Cette technique d'enquête a notamment été utilisée dans le cadre de l'enquête Escouade pour savoir si un ou des policiers parlaient à Patrick Lagacé. 

« [L'enquête fictive a pour but] de vérifier le cheminement d'une information fictive, confidentielle », a dit l'enquêteur Normand Borduas lors de son témoignage devant la commission Chamberland.

« L'enquête serait fictive, les individus fictifs, il n'y a pas de préjudice à personne », a estimé Normand Borduas, précisant que ses supérieurs au SPVM étaient bien au fait de ce genre de technique.

Normand Borduas affirme que des discussions ont eu lieu au SPVM pour savoir quelle serait la position à adopter si une telle enquête fictive faisait l'objet d'une fuite dans les médias, ce qui ne s'est jamais produit, soutient-il.

« Soit on la dément, soit on la confirme, soit on ne répond pas. Je pense que ça se situe à ces trois niveaux. Il y a une marge de manoeuvre propre aux communications que je ne maîtrise pas et ils ont différents canaux de communication », a-t-il dit.

« SUSCITER UNE RÉACTION »

De manière plus générale, Normand Borduas a expliqué que dans les cas où elle cherche à identifier des policiers qui pourraient parler aux médias, une autre des techniques « de provocation » de la Division des affaires internes du SPVM pourrait consister à « susciter une réaction ». « Il pourrait être utile de faire connaître au suspect qu'il fait l'objet d'une enquête, pour le motiver à poser des gestes qui vont confirmer qu'il est impliqué », a expliqué l'ex-enquêteur.
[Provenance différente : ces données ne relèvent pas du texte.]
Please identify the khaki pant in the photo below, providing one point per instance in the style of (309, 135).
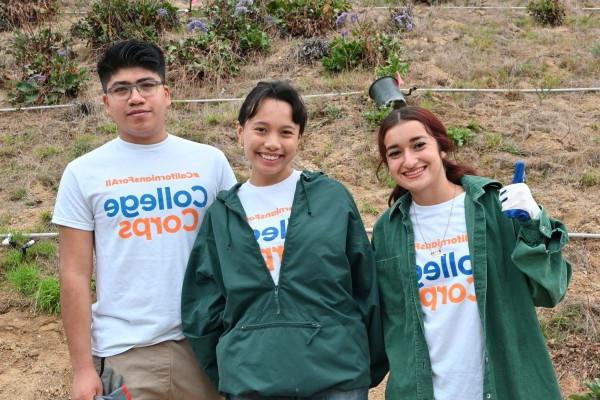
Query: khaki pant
(165, 371)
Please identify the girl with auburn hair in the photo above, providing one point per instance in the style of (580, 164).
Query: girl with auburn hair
(461, 265)
(280, 297)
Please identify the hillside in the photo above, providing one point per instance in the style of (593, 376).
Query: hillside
(556, 134)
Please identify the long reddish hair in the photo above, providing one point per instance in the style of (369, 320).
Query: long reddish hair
(454, 170)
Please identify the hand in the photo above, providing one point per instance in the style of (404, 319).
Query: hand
(517, 201)
(86, 384)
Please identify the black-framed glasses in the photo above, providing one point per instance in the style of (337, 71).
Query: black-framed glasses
(145, 89)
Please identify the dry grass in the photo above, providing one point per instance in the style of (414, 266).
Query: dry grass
(558, 136)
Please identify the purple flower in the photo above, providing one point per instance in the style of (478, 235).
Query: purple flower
(341, 19)
(240, 10)
(403, 19)
(37, 78)
(196, 24)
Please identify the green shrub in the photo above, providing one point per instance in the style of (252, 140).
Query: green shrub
(243, 23)
(375, 116)
(344, 54)
(112, 20)
(595, 50)
(460, 135)
(18, 13)
(547, 12)
(392, 65)
(306, 18)
(47, 297)
(362, 48)
(24, 278)
(202, 57)
(48, 73)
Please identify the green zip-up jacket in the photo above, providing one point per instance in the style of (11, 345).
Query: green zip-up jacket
(515, 268)
(318, 329)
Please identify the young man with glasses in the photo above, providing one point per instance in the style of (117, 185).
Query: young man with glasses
(137, 203)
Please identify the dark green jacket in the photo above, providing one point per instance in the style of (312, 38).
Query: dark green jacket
(318, 329)
(515, 267)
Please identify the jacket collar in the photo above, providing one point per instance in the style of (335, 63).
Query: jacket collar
(231, 200)
(474, 186)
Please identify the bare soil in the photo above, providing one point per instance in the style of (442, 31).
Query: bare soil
(558, 136)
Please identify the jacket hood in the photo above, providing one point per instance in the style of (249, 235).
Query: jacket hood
(230, 200)
(474, 186)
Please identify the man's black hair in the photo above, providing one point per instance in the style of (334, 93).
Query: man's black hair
(130, 54)
(277, 90)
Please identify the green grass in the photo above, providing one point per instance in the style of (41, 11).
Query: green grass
(11, 259)
(18, 194)
(24, 278)
(460, 135)
(46, 152)
(47, 297)
(595, 50)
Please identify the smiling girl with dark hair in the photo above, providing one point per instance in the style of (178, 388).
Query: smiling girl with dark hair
(280, 296)
(458, 279)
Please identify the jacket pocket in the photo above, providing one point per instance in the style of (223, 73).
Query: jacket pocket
(391, 282)
(315, 326)
(289, 358)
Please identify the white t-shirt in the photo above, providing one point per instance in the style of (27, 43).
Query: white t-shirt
(268, 210)
(451, 319)
(144, 204)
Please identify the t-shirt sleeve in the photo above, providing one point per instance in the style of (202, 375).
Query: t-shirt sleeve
(71, 208)
(228, 178)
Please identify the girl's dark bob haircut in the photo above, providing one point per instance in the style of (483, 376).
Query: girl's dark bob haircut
(277, 90)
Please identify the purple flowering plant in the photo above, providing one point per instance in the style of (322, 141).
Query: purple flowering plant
(196, 24)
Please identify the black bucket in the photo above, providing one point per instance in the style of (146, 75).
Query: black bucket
(385, 91)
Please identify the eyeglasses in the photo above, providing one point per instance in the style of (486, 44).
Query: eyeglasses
(144, 88)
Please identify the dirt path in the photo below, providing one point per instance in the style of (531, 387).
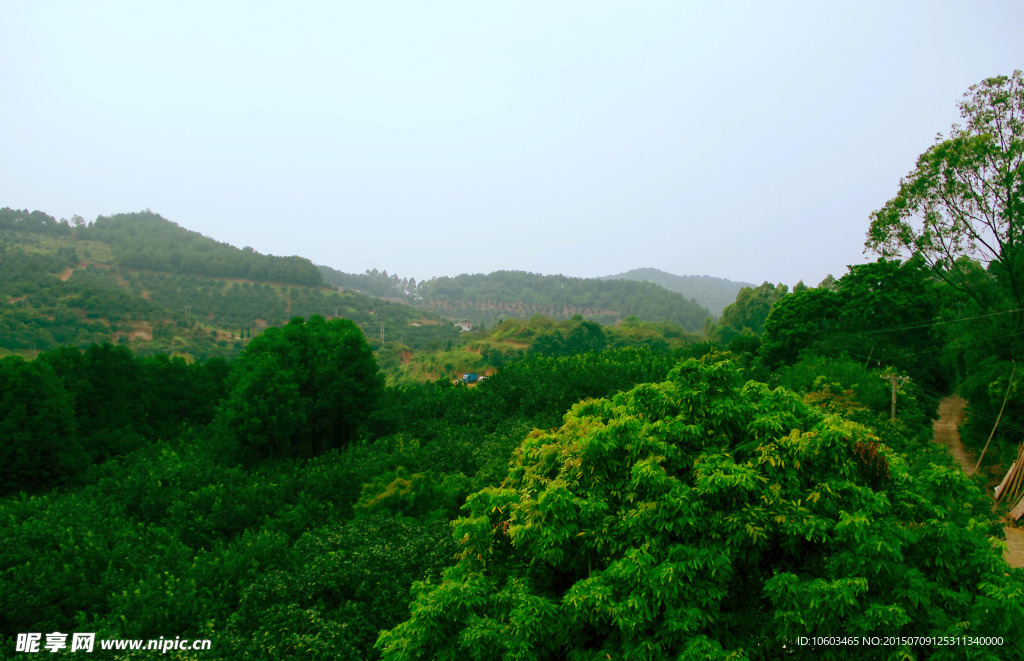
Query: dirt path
(945, 433)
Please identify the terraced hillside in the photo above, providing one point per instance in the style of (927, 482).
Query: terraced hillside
(143, 280)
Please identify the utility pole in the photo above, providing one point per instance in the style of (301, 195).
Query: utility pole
(893, 380)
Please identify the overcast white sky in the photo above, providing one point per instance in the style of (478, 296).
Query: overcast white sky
(748, 140)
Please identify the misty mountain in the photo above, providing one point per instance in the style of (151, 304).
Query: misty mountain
(712, 293)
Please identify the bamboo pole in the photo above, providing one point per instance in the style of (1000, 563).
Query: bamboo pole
(1015, 483)
(1005, 397)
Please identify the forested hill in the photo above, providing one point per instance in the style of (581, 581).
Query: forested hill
(712, 293)
(142, 280)
(518, 294)
(145, 240)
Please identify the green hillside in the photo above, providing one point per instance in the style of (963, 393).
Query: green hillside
(487, 298)
(712, 293)
(143, 280)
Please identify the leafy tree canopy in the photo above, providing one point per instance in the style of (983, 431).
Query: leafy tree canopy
(302, 389)
(699, 518)
(965, 199)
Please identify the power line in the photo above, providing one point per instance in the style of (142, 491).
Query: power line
(925, 325)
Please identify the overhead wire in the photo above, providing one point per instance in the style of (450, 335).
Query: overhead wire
(931, 323)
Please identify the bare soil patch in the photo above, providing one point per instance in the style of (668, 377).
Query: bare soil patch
(946, 433)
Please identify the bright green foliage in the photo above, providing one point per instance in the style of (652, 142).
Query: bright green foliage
(302, 389)
(882, 311)
(39, 444)
(699, 518)
(964, 199)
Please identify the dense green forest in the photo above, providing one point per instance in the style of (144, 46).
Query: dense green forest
(634, 491)
(711, 293)
(65, 283)
(486, 299)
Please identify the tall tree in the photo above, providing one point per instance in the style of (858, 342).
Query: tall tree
(963, 202)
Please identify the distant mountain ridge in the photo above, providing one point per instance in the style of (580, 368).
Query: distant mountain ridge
(709, 292)
(487, 298)
(145, 281)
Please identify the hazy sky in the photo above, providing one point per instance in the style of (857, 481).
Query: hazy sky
(748, 140)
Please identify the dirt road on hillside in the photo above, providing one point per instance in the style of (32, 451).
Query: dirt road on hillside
(945, 433)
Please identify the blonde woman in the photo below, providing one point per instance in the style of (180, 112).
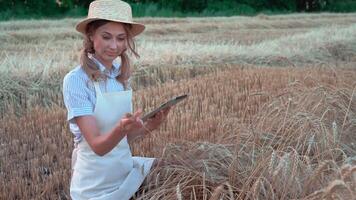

Cette « technique de provocation » pourrait être appliquée tant à l'égard de journalistes que de policiers, a révélé Normand Borduas.

« Est-ce que ça peut aller jusqu'à imaginer un crime qui n'a pas été commis ? », lui a-t-on demandé. « Oui, ça pourrait être ça », a répondu l'ex-enquêteur.

Il a admis que l'entourage des personnes visées, des proches, par exemple, ou des recherchistes, pourrait être visé aussi. « Plus l'information est indirecte, plus ça tend à éloigner les soupçons que cette information est contaminée », a-t-il dit.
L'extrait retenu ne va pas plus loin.